Mr. Gerônimo, o jardineiro que estranhamente deixa de tocar o chão, desconfia de que sofre de uma “falha gravitacional”. Indiano radicado nos Estados Unidos, o nome original de Gerônimo é Hieronymus, o mesmo do famoso pintor Bosch, que concebeu o jardim das delícias. Mr. Gerônimo apaixona-se pela filha de Bento Elfenbein, que se orgulha de trazer o nome do filósofo Bento, ou Baruch, de Espinoza).
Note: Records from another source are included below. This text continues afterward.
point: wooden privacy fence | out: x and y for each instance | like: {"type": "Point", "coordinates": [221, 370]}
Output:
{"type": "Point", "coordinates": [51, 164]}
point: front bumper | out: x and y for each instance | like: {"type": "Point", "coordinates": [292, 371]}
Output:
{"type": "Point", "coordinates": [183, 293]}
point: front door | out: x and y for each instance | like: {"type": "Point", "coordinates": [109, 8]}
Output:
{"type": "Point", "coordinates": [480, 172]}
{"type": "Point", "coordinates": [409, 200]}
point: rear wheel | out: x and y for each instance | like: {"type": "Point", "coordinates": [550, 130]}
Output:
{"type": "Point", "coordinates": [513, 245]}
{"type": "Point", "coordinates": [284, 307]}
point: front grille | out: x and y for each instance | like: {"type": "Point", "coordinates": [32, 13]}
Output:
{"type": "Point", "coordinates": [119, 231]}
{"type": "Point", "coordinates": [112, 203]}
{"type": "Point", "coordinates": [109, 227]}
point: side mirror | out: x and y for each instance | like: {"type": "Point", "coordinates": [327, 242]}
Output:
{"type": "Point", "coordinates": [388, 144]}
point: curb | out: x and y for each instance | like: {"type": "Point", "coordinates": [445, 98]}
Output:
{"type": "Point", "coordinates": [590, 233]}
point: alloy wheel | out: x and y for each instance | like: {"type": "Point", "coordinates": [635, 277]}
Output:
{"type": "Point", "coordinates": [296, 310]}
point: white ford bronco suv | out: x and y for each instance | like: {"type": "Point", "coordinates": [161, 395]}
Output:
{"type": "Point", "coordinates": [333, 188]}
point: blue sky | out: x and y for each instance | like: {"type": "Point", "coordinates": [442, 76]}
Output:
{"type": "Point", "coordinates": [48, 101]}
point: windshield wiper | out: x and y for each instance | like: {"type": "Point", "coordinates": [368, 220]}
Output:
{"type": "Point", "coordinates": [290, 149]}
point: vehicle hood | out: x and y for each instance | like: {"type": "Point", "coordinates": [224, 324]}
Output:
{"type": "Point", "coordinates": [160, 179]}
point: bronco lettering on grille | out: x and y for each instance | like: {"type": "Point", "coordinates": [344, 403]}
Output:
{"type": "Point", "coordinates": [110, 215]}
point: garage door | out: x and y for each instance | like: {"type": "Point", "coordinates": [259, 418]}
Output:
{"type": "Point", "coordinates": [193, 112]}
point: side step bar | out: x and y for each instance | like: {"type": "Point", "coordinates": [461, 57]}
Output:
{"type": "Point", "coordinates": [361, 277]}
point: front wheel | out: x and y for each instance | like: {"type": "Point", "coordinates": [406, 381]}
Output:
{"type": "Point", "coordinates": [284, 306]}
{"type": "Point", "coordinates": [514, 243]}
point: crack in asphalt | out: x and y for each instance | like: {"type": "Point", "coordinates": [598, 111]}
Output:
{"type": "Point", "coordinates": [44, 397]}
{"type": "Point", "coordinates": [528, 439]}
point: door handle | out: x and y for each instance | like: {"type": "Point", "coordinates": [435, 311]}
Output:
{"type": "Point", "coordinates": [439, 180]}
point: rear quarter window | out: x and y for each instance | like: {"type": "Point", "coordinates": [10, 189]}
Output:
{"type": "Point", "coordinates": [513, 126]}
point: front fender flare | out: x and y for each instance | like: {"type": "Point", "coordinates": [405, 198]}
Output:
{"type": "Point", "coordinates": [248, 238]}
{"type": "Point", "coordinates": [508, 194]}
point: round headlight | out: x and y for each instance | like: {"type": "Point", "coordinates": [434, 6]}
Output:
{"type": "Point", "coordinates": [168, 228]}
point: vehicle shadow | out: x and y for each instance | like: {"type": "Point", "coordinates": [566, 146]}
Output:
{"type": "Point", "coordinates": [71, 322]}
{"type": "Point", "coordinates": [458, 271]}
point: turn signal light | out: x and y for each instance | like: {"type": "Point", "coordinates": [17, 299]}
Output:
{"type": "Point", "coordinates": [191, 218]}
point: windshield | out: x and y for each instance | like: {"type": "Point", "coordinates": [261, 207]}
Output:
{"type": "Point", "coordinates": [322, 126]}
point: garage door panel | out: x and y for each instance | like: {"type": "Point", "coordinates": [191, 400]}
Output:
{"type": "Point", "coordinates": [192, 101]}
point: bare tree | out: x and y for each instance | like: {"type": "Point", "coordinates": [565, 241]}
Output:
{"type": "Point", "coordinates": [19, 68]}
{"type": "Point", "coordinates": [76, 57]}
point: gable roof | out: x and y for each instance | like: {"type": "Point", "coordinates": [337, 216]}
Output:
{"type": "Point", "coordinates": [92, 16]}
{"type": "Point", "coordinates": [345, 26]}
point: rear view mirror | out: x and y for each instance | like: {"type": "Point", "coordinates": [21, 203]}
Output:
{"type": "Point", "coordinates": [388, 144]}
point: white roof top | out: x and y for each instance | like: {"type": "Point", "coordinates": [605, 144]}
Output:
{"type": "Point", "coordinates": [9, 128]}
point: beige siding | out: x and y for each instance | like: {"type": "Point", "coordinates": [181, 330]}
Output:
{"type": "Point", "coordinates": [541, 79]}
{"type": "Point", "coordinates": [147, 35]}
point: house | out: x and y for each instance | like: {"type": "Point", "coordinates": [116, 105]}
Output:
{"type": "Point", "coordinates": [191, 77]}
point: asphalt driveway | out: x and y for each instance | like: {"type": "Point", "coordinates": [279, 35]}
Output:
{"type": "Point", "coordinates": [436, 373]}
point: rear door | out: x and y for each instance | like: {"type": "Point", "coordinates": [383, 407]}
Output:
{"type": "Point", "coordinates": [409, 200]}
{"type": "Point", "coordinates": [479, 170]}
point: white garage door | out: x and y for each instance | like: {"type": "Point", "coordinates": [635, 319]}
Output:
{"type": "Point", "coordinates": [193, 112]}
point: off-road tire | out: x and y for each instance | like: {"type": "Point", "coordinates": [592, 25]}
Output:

O romance, assim, está cheio de referências e insinuações a artistas, filósofos e escritores antigos e atuais, bem como a cineastas e quadrinhos da cultura pop, o que pode tornar a leitura um pouco difícil para leitores não familiarizados a tais alusões.

Para além do realismo mágico e da abundância de informações no romance de Salman Rushdie, sua prosa é divertidíssima, de humor fino e sarcástico. O duelo entre Averróis e seu rival, o filósofo Ghazali, permeia toda a obra, no embate entre razão e fé, racionalismo e estranheza, a inexplicável estranheza que começa a ocorrer após a tempestade.

Outra temática que perpassa a obra, de maneira um pouco sutil, é a imigração dos orientais para o Ocidente, a adaptação e até mesmo a sensação do “sentir-se em casa”. (“Talvez a doença – a estranheza parecia ser agora uma doença social – tivesse sido trazida para a América por algumas dessas pessoas, indianos, paquistaneses, bengaleses, do mesmo modo como a devastadora epidemia de aids tinha aparecido em algum ponto da África Central e chegado aos Estados Unidos no início da década de 1980”).

Assim como nos contos das Mil e Uma Noites, há histórias dentro de histórias em Dois anos, oito meses e 28 noites; uma profusão de personagens peculiares e divertidos, com codinomes como A Dama Filósofa ou A Bebê da Tempestade. Embora o título “mil e uma noites” se deva ao fato de que os árabes não apreciavam números redondos, 2 anos, 8 meses e 28 dias passa a impressão de uma certa simetria ou equilíbrio (28-28).

Salman Rushdie nasceu em Mumbai (antiga Bombaim) e hoje é súdito britânico, portando inclusive o título de sir. Seu sobrenome, Rushdie, foi tomado pelo seu pai em homenagem a Ibn Rushd (Averróis). O escritor recebeu em 1988 uma fatwa (pronunciamento legal do islã) do Aiatolá Ruhollah Khomeini, então líder do Irã, ordenando sua execução após a publicação do seu livro Versos Satânicos, que foi considerado ofensivo ao poeta Maomé. Devido a isso, Salman Rushdie teve que viver no anonimato por alguns anos, sob proteção da polícia inglesa.

A fatwa parece ter dado mais notoriedade a Salman Rushdie, que acabou ganhando o prêmio British Book em 1995, com o romance seguinte após Versos Satânicos, O Último Suspiro do Mouro. A leitura de Dois Anos, Oito Meses e 28 Noites vale não só pela brincadeira com os nomes dos personagens, suas estranhezas e a fartura de referências diretas e indiretas, mas também pela escrita de Salman Rushdie, que consegue como ninguém conduzir um bom romance.